The temperature pattern accompanying a “garden variety” block consists of a localized +1 to +2°C warming over western Russia, with somewhat weaker coolness toward the Urals. July 2010 was not a garden variety block, but was instead the most extreme block in the post-1900 period. While there is no analogue from which to draw an assessment of the expected impact on temperatures form such a block, one can nonetheless use the historical regression relation in order to infer the impact of this extreme July 2010 block. The process involves multiplying the regression pattern by the standardized departure of the height index observed for July 2010. The calculation offers a meaningful evaluation of the surface temperature response to the extent that the height-temperature relation is linear. The results indicate a surface warming in excess of +5°C is expected over western Russia in response to the July 2010 blocking high, accompanied by a downstream pattern of about -3°C coolness over the Urals and warmth of +2°C to +3*C over northern China, Mongolia, and northeastern Russia.
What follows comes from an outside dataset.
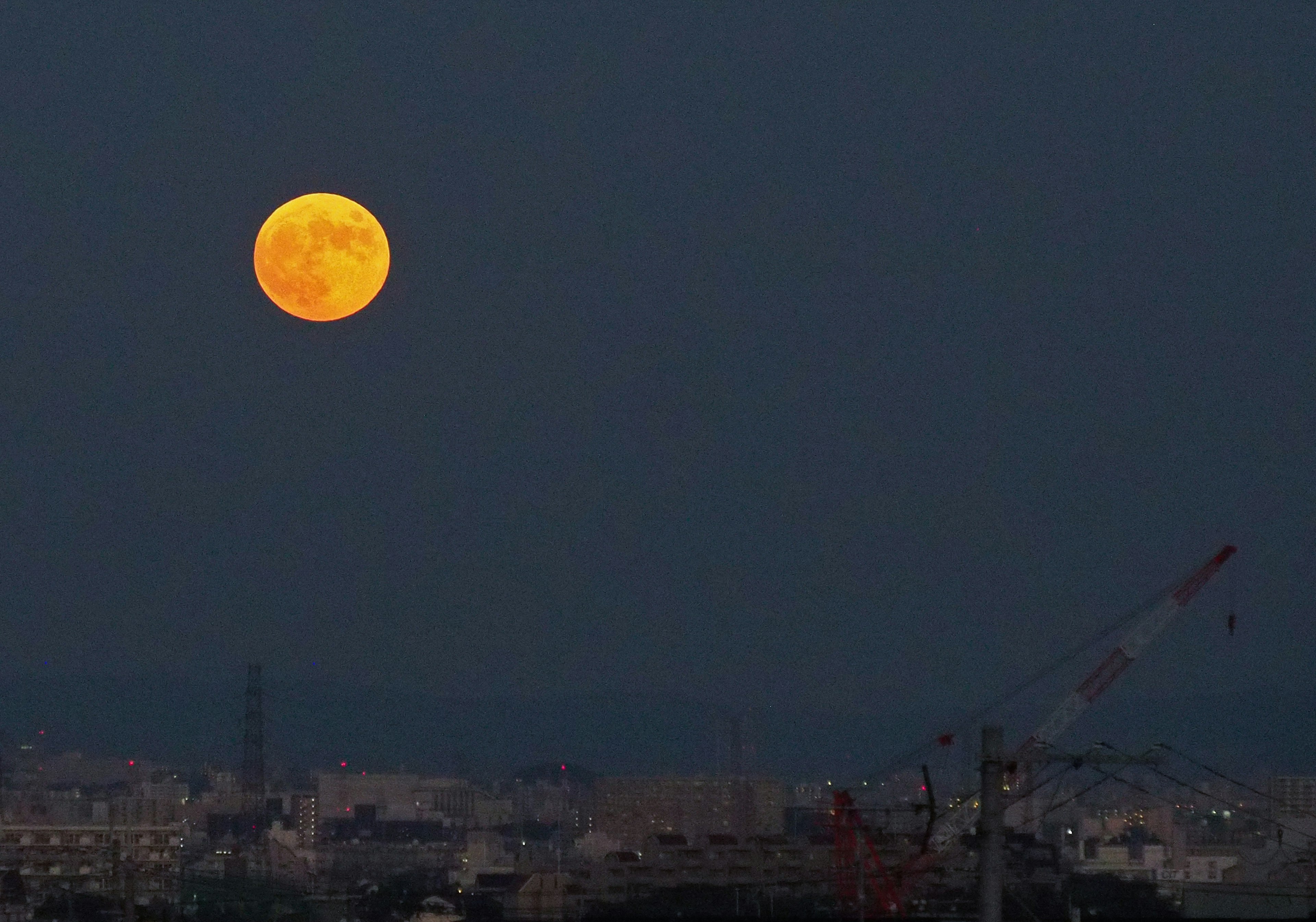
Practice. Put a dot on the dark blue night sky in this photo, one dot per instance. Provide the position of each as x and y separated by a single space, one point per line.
839 365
The comparison of the above reqression map with the observed temperature anomaly map for July 2010 clarifies the cause for this heat wave. The strong agreement between the July 2010 observed pattern of Eurasian surface temperatures and that pattern attributable to the impact of upper tropospheric blocking provides key evidence that the block is the immediate cause for the heat wave (and related temperature conditions over adjacent countries). Blocking events are typically of 1-2 week duration, and by contrast the 2010 situation is highly unusual in that blocking has existed over western Russia on virtually every day form the beginning of July until the middle of August. The cumulative impact of such prolonged blocking has led to the extreme nature of the surface impacts on temperature, soil conditions, and rainfall.

The near universal response to the Russian heat wave has been–I’m sure you’re surprised–to attribute it to global warming, or climate change, or whatever the nom de jour might be.  This continues even after NOAA weighed in, with drivel like this in the FT.
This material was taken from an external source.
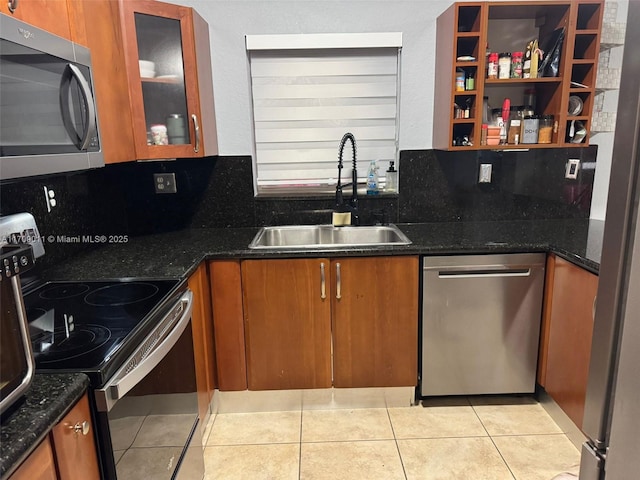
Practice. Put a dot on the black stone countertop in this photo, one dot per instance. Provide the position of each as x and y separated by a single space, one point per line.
47 400
177 254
To attribute this to a secular global temperature rise, it would be necessary to show how such a rise would affect the likelihood and severity of such “blocking events” (anticyclonic agglutinations in Leroux’s terms).  Leroux said it could not be done, generally, and indeed was nonsensical: if a rise in temperatures (forced by GHGs) was the underlying mechanism, pressures should drop (p. 279) because, duh, hot air rises–unless the rise is blocked by a high pressure wave resulting from some other process.  (Other climate skeptics, notably Richard Lindzen, postulate that the rising hot air results in a negative feedback mechanism that substantially reduces the temperature increase resulting from a given increase in GHGs.)

Moreover, NOAA refuses to attribute the blocking events to a secular climate change process:

Despite this strong evidence for a warming planet, greenhouse gas forcing fails to explain the 2010 heat wave over western Russia. The natural process of atmospheric blocking, and the climate impacts induced by such blocking, are the principal cause for this heat wave. It is not known whether, or to what exent, greenhouse gas emissions may affect the frequency or intensity of blocking during summer. It is important to note that observations reveal no trend in a daily frequency of July blocking over the period since 1948, nor is there an appreciable trend in the absolute values of upper tropospheric summertime heights over western Russia for the period since 1900.
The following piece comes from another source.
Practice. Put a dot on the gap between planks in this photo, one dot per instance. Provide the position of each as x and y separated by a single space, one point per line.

The indications are that the current blocking event is intrinsic to the natural variability of summer climate in this region, a region which has a climatological vulnerability to blocking and associated heat waves (e.g., 1960, 1972, 1988). A high index value for blocking days is not a necessary condition for high July surface temperature over western Russia—the warm summers of 1981, 1999, 2001, and 2002 did not experience an unusual number of blocking days.

It should also be noted that the warming was extremely localized, that the Southern Hemisphere actually experienced substantial cooling, and the pattern observed in 2010 was less “global” than the pattern during the comparable event in Russia during the summer of 1936.

The contrasting patterns in parts of the Northern and Southern Hemispheres suggests to me that one of the various periodicities in climate may be at work, but that’s just a wild guess on my part.

The temptation to use weather events to flog pet theories about climate is dishonest an annoying in the extreme–regardless of who does it, be they skeptics jumping up and down about a cold winter or alarmists howling about a hot summer.  The Jeremiah-esque ideologue and proselytizer James Hanson got the global warming hysteria ball rolling by saying that the US heatwave and drought of 1988 was a harbinger of doom–when it was most likely something quite similar to what happened in Russia this summer.  Their cause flagging politically, the alarmists are trying to do the same with the Russian heat wave.  It is not honest to do so–and it is not science.

It is possible that there are complex interactions and mechanisms by which temperature trends forced by GHGs can lead to increased frequencies and intensities of heatwaves and droughts.  But none have been described or tested.  The initial empirical evidence, per NOAA, that there appears to be no trend in the frequency of blocking events is inconsistent with this.  Moreover, as Leroux notes, atmospheric pressure and the frequency of MPHs both began to trend up well before GHGs did.  So what caused that pressure trend?  GHGs couldn’t have.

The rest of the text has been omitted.